Set a personal budget to help you live within your wage, and so that you don't dip into business receipts too often. Use our budget planner to work out your wages and spending.
- Plan ahead for holidays
Set aside money for tax
A common pitfall for small business is failing to set aside money for income tax. As you become more established the Australian Taxation Office (ATO) might also require you to make quarterly pay as you go (PAYG) tax instalments. If you don't meet your tax obligations each year, you could pay hefty penalties. Talk to your accountant and read ATO: Due dates for lodging and paying your BAS. At worst, the ATO can take legal action, including winding up your company or bankrupting you to recover unpaid taxes.
Unless you plan ahead for tax, it can be difficult to pay tax bills when they fall due. So it's worth making this a priority for your business.
- Divide your cash takings
- Don't forget GST
Don’t neglect retirement savings
Self-employed people often earn a decent income while working, but without the benefit of employer-paid superannuation contributions, find they have very little money to live on in retirement. Almost a quarter of self-employed Australians had no superannuation at all in 2012, according to research by the Australian Super Funds Association (ASFA).

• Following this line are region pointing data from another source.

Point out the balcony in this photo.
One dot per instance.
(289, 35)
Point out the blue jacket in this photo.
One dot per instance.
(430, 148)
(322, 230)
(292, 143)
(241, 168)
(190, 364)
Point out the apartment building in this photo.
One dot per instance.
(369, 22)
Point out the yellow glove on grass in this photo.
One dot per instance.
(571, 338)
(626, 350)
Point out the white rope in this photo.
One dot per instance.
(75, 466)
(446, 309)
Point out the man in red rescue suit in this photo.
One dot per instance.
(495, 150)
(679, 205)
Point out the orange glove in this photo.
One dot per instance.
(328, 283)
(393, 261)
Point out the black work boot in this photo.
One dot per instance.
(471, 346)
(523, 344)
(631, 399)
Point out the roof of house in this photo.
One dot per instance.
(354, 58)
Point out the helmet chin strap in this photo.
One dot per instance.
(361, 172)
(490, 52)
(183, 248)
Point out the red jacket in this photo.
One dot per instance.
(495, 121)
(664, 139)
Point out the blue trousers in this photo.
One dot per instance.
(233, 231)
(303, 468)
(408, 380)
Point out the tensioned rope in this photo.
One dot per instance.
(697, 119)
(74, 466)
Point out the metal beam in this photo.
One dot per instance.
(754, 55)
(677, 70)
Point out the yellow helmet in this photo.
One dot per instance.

Don't rely on selling your business to fund your retirement. Without your involvement, your business may be worth less than you think. Many business ventures can also be hard to sell. Instead, think about building a separate pool of retirement savings. You may also be eligible for the government super co-contribution. For more information see super for self-employed people.
- Save for retirement, save on tax
As a guide, you or your business may be able to claim a tax deduction of up to $30,000 annually for contributions to your superannuation fund (or $35,000 annually if you are aged 50 or over). It's an easy way to trim your tax today while building a nest egg for the future.
Be sure to make your contributions before 30 June to claim them as tax deductions, but be careful not to go over the contribution caps so that the penalty tax does not apply.
Protect your income
One hazard of running your own business is being unable to work due to illness or injury. Without sick leave, your financial situation could take a turn for the worse if you become sick or injured.
Income protection insurance protects you financially if you can't work because of illness or injury. It's worth thinking about when you run your own show because bills don't stop if you're unable to work.
Premiums for income protection insurance are usually tax-deductible, which helps reduce the cost. Most large insurance companies offer income protection insurance, or you might be able to buy it through your superannuation fund. Do an internet search to compare different income protection insurance products and prices.
Keep control your cash, and draw a line between your personal and business' money, to help you make the most of self-employment.